Mr Nichols said the guidelines for work experience wasn’t specifically just one week for year 10 students. He also pointed out any ‘alternative provision’ had to be provided by trained teachers who can improve behaviour in school.

Guidelines from the Health and Safety Executive on work experience states the school doesn’t need to see a copy of a risk assessment, the school simply needs to be certain an employer has it.

All of the school’s documentation on work experience said employers had signed forms to say they had risk assessments in place. Inspectors judged this insufficient.

* Inspectors said the school failed to protect a student on work experience

A student was on work experience with his older brother. Because they were picked up to go to work by a driver which had not had a Disclosure and Barring Check done it was deemed the student was unsafe.

The parents of the child were happy the child was safe as he was with his older brother throughout the day.

* The safety of a student on an afternoon’s placement wasn’t guaranteed.

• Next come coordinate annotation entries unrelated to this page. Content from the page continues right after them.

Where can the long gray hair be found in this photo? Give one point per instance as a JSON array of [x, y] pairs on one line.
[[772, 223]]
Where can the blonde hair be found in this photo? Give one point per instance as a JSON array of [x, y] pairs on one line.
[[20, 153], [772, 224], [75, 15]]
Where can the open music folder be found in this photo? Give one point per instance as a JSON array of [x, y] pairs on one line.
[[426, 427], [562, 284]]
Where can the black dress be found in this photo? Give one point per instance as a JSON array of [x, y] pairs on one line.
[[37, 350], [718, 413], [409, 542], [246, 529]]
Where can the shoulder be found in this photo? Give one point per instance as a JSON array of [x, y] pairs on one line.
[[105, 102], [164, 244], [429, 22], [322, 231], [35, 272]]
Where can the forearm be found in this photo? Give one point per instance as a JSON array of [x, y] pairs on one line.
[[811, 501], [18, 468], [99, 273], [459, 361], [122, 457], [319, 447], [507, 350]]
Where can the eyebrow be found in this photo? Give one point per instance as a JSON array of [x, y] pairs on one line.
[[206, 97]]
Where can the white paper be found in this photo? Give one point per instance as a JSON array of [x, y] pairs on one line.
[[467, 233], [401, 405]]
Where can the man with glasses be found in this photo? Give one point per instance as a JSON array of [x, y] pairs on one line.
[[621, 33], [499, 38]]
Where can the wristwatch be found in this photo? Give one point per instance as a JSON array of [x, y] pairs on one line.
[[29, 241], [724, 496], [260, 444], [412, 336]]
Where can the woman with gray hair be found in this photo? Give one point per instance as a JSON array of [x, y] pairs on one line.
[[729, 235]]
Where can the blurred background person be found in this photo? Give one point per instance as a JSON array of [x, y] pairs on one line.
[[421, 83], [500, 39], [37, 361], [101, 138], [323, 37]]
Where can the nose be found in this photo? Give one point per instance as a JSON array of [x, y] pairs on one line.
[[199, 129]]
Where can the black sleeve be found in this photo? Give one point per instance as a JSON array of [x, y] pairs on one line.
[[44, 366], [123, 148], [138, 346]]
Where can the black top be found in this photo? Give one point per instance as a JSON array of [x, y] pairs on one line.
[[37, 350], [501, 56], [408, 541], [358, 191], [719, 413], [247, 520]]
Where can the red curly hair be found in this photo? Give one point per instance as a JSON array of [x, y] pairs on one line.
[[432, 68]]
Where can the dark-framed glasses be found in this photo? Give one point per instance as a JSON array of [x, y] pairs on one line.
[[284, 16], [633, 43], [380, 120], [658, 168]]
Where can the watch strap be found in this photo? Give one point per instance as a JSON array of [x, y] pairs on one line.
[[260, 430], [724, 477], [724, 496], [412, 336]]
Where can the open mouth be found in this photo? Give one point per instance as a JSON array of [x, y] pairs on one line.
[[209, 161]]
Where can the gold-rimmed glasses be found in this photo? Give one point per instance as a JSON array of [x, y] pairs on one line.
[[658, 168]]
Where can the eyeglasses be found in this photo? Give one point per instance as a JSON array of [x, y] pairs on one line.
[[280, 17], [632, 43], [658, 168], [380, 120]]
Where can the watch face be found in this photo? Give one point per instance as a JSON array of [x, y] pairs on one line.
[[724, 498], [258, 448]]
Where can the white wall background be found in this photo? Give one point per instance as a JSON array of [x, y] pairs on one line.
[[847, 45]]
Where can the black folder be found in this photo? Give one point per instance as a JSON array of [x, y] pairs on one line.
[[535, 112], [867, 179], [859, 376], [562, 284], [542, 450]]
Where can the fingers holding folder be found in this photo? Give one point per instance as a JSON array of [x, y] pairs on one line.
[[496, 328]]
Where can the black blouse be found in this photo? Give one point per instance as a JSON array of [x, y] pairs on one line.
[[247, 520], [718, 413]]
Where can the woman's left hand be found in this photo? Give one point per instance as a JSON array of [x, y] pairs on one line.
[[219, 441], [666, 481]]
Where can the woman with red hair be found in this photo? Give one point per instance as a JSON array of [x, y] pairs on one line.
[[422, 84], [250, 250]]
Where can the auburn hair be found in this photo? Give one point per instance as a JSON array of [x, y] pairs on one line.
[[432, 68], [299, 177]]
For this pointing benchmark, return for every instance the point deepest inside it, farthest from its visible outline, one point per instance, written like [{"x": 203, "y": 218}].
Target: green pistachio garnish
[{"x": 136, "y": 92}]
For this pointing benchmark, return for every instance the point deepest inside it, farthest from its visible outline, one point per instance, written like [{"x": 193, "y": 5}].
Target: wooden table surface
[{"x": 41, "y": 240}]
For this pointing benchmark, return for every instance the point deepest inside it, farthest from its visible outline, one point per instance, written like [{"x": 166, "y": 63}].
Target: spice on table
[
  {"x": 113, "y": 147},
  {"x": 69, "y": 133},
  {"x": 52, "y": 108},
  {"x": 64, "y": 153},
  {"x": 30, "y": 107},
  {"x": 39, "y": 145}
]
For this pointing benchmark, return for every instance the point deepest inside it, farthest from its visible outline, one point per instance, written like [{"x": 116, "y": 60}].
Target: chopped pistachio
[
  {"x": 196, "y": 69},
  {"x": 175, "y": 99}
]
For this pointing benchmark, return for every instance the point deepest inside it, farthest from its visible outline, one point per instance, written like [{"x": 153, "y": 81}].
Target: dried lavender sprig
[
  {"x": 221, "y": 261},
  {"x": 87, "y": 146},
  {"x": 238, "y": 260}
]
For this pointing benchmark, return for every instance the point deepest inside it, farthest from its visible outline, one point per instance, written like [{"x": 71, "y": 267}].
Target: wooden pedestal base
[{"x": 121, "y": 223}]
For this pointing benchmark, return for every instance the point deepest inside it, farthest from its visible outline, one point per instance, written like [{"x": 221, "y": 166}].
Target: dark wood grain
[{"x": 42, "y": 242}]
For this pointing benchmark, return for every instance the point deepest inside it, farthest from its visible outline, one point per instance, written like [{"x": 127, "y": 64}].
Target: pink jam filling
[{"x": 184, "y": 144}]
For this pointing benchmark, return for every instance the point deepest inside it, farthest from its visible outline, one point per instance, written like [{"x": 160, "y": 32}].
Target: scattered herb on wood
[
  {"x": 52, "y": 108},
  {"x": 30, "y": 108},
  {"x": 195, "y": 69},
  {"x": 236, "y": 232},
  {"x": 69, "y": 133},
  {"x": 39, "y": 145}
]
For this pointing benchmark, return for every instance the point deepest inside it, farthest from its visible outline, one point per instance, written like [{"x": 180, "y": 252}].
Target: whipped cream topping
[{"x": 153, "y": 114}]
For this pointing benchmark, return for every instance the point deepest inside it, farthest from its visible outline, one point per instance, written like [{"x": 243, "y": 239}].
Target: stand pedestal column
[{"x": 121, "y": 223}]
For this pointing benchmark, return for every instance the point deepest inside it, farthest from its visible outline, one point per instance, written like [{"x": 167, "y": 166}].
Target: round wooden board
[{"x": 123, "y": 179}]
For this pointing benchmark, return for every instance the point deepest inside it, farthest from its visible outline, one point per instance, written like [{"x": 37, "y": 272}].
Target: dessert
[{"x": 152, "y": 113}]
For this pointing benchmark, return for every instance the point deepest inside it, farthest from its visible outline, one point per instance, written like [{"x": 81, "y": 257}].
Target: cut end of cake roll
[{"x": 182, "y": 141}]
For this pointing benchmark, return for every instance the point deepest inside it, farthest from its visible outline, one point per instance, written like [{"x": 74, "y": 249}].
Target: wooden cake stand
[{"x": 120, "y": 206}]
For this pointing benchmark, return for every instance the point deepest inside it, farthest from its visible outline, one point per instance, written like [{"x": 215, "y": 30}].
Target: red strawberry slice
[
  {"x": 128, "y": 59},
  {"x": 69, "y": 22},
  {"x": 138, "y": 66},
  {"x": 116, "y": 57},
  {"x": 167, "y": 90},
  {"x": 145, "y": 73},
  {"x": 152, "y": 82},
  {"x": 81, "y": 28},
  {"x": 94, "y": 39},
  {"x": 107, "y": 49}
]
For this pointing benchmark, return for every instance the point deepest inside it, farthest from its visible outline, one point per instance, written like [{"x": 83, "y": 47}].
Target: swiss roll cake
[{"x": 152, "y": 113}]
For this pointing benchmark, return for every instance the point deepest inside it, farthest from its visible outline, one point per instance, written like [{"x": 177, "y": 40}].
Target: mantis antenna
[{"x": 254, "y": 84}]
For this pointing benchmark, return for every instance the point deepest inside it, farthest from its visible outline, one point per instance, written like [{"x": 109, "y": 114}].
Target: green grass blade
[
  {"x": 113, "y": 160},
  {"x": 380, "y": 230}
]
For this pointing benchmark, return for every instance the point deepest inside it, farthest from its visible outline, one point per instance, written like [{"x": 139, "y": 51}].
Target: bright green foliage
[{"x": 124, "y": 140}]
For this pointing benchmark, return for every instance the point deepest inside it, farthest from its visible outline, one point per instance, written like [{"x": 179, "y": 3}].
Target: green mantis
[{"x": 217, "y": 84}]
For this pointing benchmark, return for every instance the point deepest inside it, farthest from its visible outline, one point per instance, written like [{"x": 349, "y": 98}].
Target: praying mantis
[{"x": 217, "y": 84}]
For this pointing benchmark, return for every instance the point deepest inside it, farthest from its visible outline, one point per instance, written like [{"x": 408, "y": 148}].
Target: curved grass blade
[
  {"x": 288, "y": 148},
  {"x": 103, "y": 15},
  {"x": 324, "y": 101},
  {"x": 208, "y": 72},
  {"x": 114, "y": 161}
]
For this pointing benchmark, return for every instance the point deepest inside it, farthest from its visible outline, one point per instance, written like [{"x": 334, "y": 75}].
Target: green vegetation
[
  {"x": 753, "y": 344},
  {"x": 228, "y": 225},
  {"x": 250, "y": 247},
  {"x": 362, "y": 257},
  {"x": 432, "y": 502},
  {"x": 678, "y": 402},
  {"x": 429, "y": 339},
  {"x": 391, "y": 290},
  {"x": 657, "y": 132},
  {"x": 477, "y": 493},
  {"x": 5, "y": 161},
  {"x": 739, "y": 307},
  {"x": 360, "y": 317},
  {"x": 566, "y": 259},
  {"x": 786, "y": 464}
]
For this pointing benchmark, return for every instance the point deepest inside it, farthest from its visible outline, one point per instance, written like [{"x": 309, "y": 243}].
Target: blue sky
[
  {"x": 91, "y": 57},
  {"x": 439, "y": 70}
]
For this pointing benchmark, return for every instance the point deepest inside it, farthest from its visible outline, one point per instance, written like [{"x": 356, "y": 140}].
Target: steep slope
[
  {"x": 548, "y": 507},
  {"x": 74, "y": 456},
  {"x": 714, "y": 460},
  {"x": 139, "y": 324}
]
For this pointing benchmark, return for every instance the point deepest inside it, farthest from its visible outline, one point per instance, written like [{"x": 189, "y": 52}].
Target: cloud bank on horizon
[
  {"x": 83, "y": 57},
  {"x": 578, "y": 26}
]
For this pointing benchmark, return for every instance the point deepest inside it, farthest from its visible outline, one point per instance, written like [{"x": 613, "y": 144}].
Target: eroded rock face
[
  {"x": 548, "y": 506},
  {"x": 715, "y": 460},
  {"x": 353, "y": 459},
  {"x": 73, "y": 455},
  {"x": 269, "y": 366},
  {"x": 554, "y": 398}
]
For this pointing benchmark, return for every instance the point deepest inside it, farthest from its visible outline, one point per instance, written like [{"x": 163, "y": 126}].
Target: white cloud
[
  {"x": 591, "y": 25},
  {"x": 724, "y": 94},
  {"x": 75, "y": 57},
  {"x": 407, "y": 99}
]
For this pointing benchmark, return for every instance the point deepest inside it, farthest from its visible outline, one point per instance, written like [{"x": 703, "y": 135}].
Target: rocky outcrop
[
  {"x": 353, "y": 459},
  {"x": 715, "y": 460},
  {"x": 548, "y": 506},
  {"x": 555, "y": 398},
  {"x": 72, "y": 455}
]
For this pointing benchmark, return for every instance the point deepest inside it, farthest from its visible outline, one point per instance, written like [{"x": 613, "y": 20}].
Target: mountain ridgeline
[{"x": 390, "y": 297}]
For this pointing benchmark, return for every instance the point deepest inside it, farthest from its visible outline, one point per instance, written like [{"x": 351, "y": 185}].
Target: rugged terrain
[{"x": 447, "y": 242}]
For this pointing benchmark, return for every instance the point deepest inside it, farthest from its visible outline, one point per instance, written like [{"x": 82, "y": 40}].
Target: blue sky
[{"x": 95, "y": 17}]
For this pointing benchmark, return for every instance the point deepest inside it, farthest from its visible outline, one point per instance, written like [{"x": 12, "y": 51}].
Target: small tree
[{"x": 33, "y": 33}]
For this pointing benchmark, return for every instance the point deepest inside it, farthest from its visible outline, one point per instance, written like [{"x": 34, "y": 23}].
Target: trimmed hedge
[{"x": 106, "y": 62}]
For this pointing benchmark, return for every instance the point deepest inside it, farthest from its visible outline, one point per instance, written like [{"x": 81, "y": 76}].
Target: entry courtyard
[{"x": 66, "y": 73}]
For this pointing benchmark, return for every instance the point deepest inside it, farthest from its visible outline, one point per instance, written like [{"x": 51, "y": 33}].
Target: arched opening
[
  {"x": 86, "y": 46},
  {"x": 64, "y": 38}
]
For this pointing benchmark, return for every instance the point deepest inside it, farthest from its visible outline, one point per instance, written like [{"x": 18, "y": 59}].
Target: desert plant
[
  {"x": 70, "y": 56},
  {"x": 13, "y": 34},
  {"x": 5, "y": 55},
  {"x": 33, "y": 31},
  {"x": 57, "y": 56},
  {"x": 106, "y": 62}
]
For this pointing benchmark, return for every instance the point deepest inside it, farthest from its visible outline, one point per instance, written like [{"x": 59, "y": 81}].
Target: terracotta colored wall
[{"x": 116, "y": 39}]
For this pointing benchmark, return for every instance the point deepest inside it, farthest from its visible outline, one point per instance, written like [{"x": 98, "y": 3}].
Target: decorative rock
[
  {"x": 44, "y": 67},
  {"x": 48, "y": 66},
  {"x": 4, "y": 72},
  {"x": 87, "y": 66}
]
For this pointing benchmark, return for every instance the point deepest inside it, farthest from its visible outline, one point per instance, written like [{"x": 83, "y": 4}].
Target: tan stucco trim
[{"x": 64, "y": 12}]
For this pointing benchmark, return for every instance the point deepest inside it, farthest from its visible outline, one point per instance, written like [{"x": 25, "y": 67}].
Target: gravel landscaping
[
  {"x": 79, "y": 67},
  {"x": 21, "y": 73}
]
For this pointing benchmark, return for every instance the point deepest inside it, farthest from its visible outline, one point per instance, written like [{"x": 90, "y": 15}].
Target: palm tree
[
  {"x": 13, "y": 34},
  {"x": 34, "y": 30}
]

The school had an agreement with a local business for a student to spend one afternoon a week there on work experience. The company signed an agreement to confirm it would ring the school if the student failed to arrive.

When spoken to by inspectors, an employee said they wouldn’t ring as they ‘probably wouldn’t have been in school in the morning’.

Mr Nichols described it as a misunderstanding which could easily be put right by speaking with the employer.